His chosen modes of assessment are also democratic and pluralist. We might raise our eyebrows at the 1960 essay topics for Buckley’s Australian literature course. The typical literature student of today, if invited to compare the novelists Henry Handel Richardson and Martin Boyd, would probably not have to be cautioned to ‘concentrate your main attention on one book by each’ (Folder 1). Buckley essay topics are remarkably wide and suggestive, which if possibly terrifying for a neophyte student, eschews pre-cooked answers or ideological conformity. Students are invited to discuss, with their own examples, topics such as ‘Poetry is never speech’; ‘National characteristics can exist in poetry without being mentioned’. Or, simply, ‘Quiet is beautiful’ (Folder 4).
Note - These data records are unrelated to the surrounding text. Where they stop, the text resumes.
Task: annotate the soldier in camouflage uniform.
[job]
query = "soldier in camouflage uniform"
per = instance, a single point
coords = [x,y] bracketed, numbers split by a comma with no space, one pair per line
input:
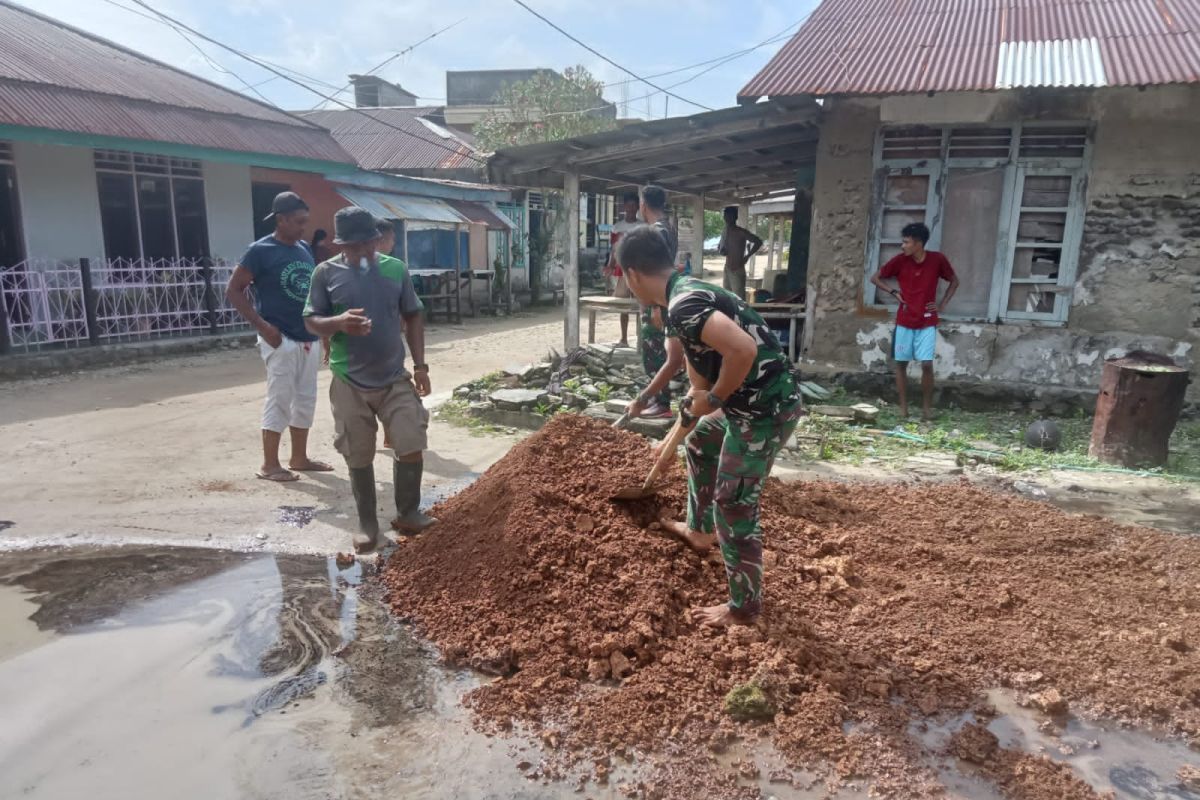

A striking example of Buckley’s interactive mode comes in a typed document headed ‘Student Submission to the English Dept’ with extended annotations in Buckley’s hand (Folder 3). The form responds to the ‘firm desire of at least eight potential Language and Literature students’ (names marginally noted in pen by Buckley) to have new paper added to the syllabus for 1973—‘Contemporary Literature and Thought c. 1925—the Present Day’. The requested course, clearly indicative of the temper of the times, imagines a huge range of continental and American literature taught together with theories of literary criticism and mainstream philosophy. It is, in other words, an early student demand for the bursting of disciplinary and period boundaries. From all evidence, Buckley responds constructively to this request, adding in his hand Wittgenstein and Levi-Strauss to Sartre and Trotsky. Only beside the section on German Existentialism—Heidegger, Jaspers—does he add the comment ‘too hard’ and to Modern Theology ‘too extensive’. Names added in his hand include Hannah Arendt and Iris Murdoch and the overall document concludes with four student names.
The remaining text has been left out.